Unload the package (or release views/variables) to clean up. Memory is freed once no views remain.


5 Common patterns

5.1 Feature map over columns (fast and memory-light)

score <- function(v, a, b) sum((v - a)^2) / (1 + b)  # any column-wise work
ns <- "scores"
a <- rnorm(n); b <- runif(1)

out <- memApply(X = X, MARGIN = 2, FUN = score, VARS = list(a = a, b = b), NAMESPACE = ns)

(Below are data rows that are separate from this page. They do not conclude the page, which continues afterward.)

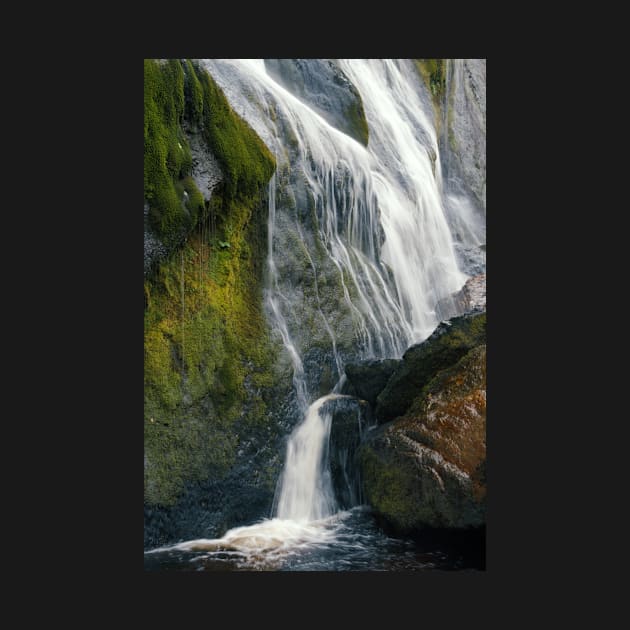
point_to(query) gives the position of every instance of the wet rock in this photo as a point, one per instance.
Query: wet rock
(350, 419)
(370, 377)
(471, 297)
(449, 342)
(427, 468)
(323, 86)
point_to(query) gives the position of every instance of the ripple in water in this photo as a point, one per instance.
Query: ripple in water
(346, 541)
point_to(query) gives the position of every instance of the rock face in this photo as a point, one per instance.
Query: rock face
(324, 86)
(349, 423)
(426, 469)
(471, 297)
(370, 377)
(450, 341)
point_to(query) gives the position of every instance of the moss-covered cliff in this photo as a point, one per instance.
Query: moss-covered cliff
(209, 360)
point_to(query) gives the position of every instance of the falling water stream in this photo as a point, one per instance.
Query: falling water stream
(391, 285)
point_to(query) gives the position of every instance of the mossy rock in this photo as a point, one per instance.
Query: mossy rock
(325, 87)
(209, 358)
(427, 468)
(370, 377)
(447, 344)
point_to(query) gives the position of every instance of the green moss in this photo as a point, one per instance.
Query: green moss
(390, 488)
(166, 152)
(357, 122)
(246, 162)
(206, 340)
(433, 72)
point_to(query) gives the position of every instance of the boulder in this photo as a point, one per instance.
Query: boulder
(350, 419)
(323, 85)
(448, 343)
(368, 378)
(427, 468)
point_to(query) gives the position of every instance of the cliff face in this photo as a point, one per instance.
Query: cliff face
(219, 396)
(209, 369)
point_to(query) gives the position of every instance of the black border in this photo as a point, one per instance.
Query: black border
(107, 373)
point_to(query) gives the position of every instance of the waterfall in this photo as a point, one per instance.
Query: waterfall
(379, 231)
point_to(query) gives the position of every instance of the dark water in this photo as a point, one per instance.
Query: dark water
(358, 545)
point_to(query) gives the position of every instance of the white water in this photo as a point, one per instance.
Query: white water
(306, 492)
(390, 183)
(393, 183)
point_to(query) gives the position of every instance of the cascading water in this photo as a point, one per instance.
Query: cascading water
(379, 231)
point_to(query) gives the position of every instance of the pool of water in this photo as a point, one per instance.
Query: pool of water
(346, 541)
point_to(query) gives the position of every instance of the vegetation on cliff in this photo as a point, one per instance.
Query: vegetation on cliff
(208, 356)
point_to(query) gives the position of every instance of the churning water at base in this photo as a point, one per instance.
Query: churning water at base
(346, 541)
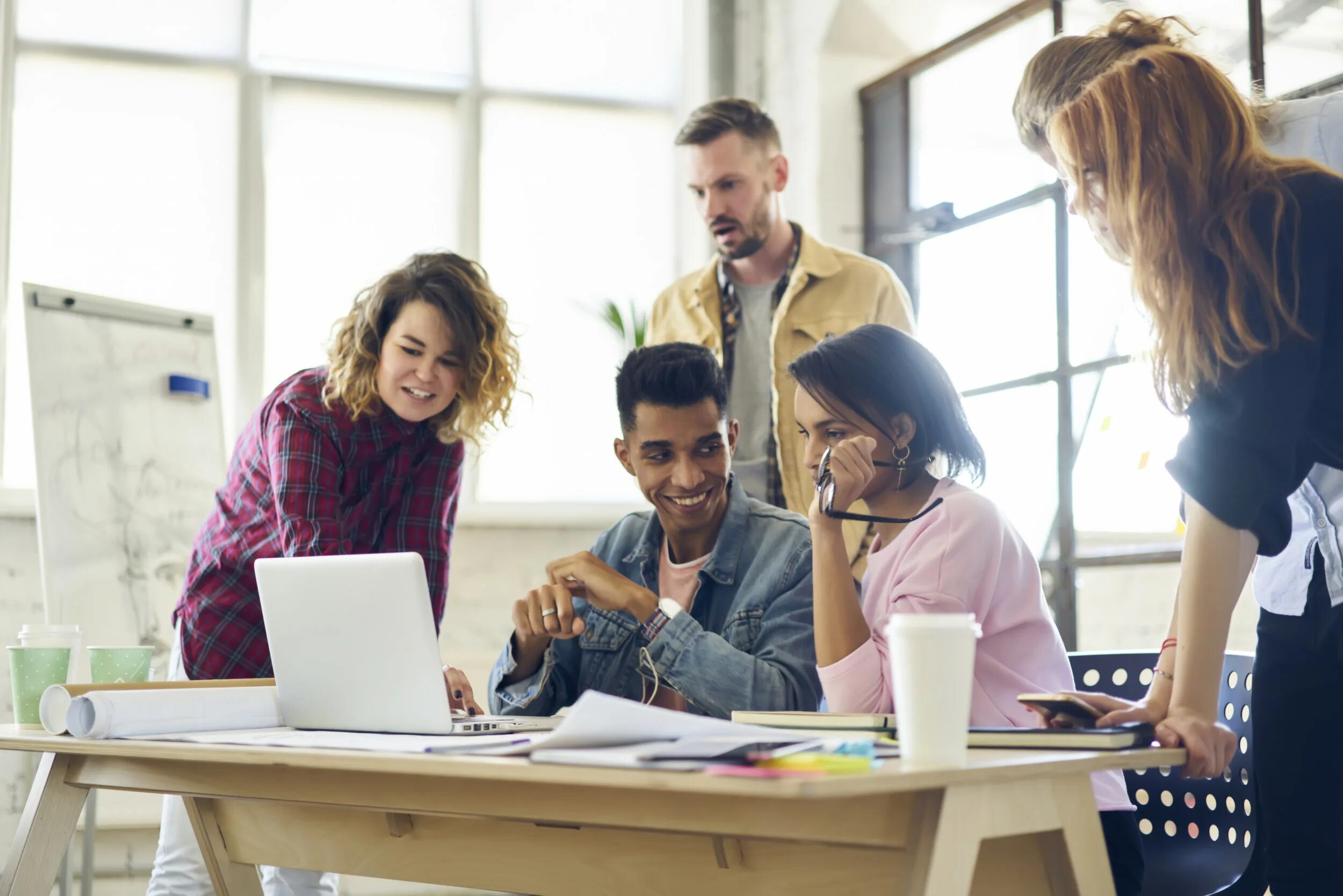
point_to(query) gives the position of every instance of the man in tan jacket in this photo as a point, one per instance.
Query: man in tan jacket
(771, 293)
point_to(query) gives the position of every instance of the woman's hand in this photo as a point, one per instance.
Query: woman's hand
(460, 695)
(1210, 746)
(852, 469)
(1209, 743)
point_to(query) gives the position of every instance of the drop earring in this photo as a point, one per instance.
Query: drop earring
(901, 465)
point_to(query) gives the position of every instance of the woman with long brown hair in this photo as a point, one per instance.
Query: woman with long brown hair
(1237, 257)
(362, 456)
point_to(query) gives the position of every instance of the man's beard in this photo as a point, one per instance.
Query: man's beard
(746, 249)
(754, 238)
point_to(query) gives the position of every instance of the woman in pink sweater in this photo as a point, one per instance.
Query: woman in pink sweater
(884, 407)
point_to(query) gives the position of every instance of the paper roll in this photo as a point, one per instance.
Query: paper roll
(57, 699)
(132, 714)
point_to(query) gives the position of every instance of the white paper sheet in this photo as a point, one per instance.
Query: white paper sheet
(602, 720)
(125, 714)
(355, 741)
(654, 753)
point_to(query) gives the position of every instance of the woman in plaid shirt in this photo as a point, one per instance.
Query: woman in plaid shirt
(363, 456)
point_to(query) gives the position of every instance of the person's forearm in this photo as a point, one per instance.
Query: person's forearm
(840, 624)
(1216, 562)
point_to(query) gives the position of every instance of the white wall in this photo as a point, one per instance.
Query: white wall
(20, 602)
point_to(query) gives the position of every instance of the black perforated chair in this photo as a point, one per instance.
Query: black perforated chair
(1201, 837)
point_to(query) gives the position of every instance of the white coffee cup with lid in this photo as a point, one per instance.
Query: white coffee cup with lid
(933, 672)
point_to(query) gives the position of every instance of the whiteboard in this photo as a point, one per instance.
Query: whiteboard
(127, 472)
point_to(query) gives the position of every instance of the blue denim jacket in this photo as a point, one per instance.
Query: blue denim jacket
(746, 644)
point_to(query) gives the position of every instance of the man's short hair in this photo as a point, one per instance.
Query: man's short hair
(672, 375)
(720, 117)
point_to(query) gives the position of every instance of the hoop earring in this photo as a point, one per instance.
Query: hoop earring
(901, 465)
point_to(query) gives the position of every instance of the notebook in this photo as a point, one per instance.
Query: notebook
(829, 720)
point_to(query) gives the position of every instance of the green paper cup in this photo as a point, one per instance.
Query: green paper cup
(119, 666)
(31, 672)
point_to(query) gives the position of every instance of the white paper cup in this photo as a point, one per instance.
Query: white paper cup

5.2 Multiple passes on the same data

Reuse the same namespace to avoid re-registering large objects.

ns <- "reuse"
registerVariables(ns, list(X = X))
pass1 <- memApply("X", 2, function(v) sd(v), NAMESPACE = ns)
pass2 <- memApply("X", 2, function(v) mean(v), NAMESPACE = ns)
releaseVariables(ns, "X")

6 Tips and best practices

  • FUN’s first argument must be the vector/list element (v for memApply, el for memLapply).
    Any extra shared variables in VARS must use exactly the same names in FUN’s signature.
  • Matrices/vectors must be basic numeric (double) without S3 class attributes (ALTREP expects raw storage).
  • If you provide your own cluster, you can still use clusterExport for small copied objects; big ones belong in VARS.
  • Free memory promptly: releaseViews() in workers (handled automatically by memApply/memLapply), and releaseVariables() in the master when done.
  • Detaching the package removes handles and clears shared variables unless another R process still holds a view.
  • Keep write access simple (read-mostly is safest). If multiple workers write to the same region, coordinate externally.

7 Troubleshooting

  • “Unknown input format for X/VARS”: ensure X is a numeric matrix (double) or a character name of a registered object; VARS is either a named list (to register) or character vector of existing names.
  • Memory not freed: check viewList() in workers; any remaining views prevent releaseVariables() from reclaiming memory.
  • Anonymous functions and namespaces: if NAMESPACE is missing and FUN is an inline lambda, the default namespace is "unnamed". Prefer explicit NAMESPACE in production.

8 Essentials

  • registerVariables(namespace, variableList) — put objects into shared memory.
  • retrieveViews(namespace, variableNames) — get ALTREP views (workers).
  • releaseViews(namespace, variableNames) — release worker views.
  • releaseVariables(namespace, variableNames) — free objects (master).
  • memApply(X, MARGIN, FUN, NAMESPACE = NULL, VARS = NULL, MAX.CORES = NULL) — matrix apply with shared memory.
  • memLapply(X, FUN, NAMESPACE = NULL, VARS = NULL, MAX.CORES = NULL) — list apply with shared memory.

9 References

[Thrun and Märte, 2025] Thrun, M.C., Märte, J.: Memshare: Memory Sharing for Multicore Computation in R with an Application to Feature Selection by Mutual Information using PDE, The R Journal, in revision, 2025.